Everything you need to know about Microsoft certs

Certification guru Patrick Regan explains the new Microsoft certs and reveals which Cisco, project management and security certs are worthwhile.

Moderator-Julie: Moderator-Julie: Welcome and thank you for coming. Our guest today is certification guru Patrick Regan. Patrick has penned over a dozen books, written the study guides for the A+ certification exams for Cisco Press and is currently writing an Exam Cram on Windows Server 2008. When not writing books, Patrick is a senior network engineer at Pacific Coast Companies supporting a large enterprise network and a celebrity blogger for Microsoft Subnet. We are giving away 15 free copies of Patrick's latest book, too. Go to the contest page for details. Now onto the chat.

Patrick_Regan: Hi all.

Moderator-Keith: PRE-SUBMITTED QUESTION: Hi Patrick, I am completing a Masters of Information Technology Degree in March. However, I have limited work experience in IT. What certifications do you recommend to enhance my chances of employment in this field?

Patrick_Regan: You need to figure out where you want to focus. You need to choose at least one major vendor certification. Then you might consider some other certifications that will supplement that certification. For example, you can go for the MCSE (or MCITP for Windows Server 2008), then include the smaller certs on Exchange, SQL, CRM or SharePoint. You can also follow up with non-Microsoft certifications such as Cisco's CCNA, CompTIA's Security+ or (ICS)2's CISSP. Other certifications to consider would be the Red Hat Certified Engineer (RHCE) and Cisco Certified Network Professional (CCNP). Ones that I am not as familiar with, but that you might want to consider, are the Oracle database certifications and SAP certifications. One last one to mention, which requires a technical background but not necessarily deep technical knowledge, would be the PMI Project Management Professional. It is often difficult for employers to find a good experienced project manager of IT projects.

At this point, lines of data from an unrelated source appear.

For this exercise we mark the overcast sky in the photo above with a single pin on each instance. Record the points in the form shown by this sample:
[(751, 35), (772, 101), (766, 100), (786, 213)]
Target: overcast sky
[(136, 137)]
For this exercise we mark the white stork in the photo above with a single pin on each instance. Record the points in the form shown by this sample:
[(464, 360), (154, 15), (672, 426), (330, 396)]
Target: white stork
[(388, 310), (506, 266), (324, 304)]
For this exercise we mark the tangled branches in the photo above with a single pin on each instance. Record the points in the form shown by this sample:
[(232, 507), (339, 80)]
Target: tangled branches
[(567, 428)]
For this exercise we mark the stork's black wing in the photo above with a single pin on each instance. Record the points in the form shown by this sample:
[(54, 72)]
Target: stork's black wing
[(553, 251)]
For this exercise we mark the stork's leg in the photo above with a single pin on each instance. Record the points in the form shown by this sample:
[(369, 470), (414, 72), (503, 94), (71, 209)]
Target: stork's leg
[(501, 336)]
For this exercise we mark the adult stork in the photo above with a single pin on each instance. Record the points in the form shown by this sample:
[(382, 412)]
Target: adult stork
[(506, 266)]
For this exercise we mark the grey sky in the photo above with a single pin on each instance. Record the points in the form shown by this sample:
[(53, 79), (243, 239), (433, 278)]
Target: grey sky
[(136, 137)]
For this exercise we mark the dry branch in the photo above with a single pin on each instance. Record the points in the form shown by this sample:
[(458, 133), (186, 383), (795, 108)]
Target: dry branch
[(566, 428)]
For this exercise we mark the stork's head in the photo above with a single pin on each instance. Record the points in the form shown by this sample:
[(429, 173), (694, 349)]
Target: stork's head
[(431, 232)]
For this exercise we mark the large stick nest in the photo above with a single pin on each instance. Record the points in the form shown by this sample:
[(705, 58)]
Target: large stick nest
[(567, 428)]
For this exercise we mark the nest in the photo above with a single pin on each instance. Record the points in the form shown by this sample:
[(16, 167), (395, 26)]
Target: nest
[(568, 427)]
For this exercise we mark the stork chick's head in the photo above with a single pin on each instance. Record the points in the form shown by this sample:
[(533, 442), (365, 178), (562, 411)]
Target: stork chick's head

Rocky: Hi, I'm 59 years old with an BS in computing technology. I graduated in June 2007. I have two associate degrees in engineering. I want to get my first job in IT and it has been hard. I am concerned that my age and the fact that I'm entry-level in the field is causing me difficulties getting a job. Any suggestions?

Patrick_Regan: Getting your foot is in the door is one of the hardest things. After you get in, it is much easier. I don't think that a person's age is as big a factor as it used to be. Microsoft MCSE and other certs will help you get interviews and then your knowledge will be what carries you though the interview. Since you don't have much experience, you need to focus on reading blogs and other forums to learn what problems are encountered and how to deal with those problems. You can then razzle-dazzle them with your knowledge and that will go a long way.

DaveM: Is it worth the bother for an enterprise IT person to get certified in Vista? What kinds of things can you learn through that certification program that you can't learn easily any other way?

Patrick_Regan: If you are already certified in Windows XP, you don't necessarily need to get certified in Windows Vista unless you are going for the MCITP Enterprise certification. If you are upgrading from the MCSE to the MCITP, you will not have to take the Windows Vista exam. But nonetheless, you still need to learn Windows Vista. You will find that Windows Vista offers new technology that was not available in Windows XP. For example, IPv6 is going to become much more popular during the next few years, so you are going to have to deal with the new DHCP servers that will be handing out IPv4 and IPv6 addresses. You will also need to understand how the NTFS file structure and permissions differ so that you know what changes need to be done on login scripts and group policies. Since more emphasis is being put on mobile computers, you need to learn the options Windows Vista has for file and data synchronization with mobile computers. Lastly, don't forget that you may need to learn how to deal with User Access Control, those dreaded pop-ups that come up asking if you should do something on Windows Vista.

DaveM: For brand new computer engineering graduates, what kinds of certifications do you recommend?

Patrick_Regan: As a computer engineer, I think of the programming and development. training that Microsoft offers. Multiple certifications are aimed at software development. Much like the network certifications such as the MCSE program, you need to realize that software development changes often. However, if you can stay current or semi-current, you will find that you will be in high-demand. Currently, Microsoft offers two developer certifications. The Microsoft Certified Application Developer (MCAD) credential provides industry recognition for professional developers who build powerful applications using Microsoft Visual Studio .NET and Web services on the Microsoft .NET Framework 1.0 and Microsoft .NET Framework 1.1. Developers who use the Microsoft .NET Framework 2.0 and Microsoft Visual Studio 2005 should consider the new Microsoft Certified Technology Specialist (MCTS) and Microsoft Certified Professional Developer (MCPD) credentials. While some may not consider this as "real programming: of the type that you might find in Delphi, C++ or C##, you will find it more then challenging since you are trying to tie into the Windows operating system with the same look and feel as other Windows applications. You also may be called to interface with a SQL database or interface with other applications.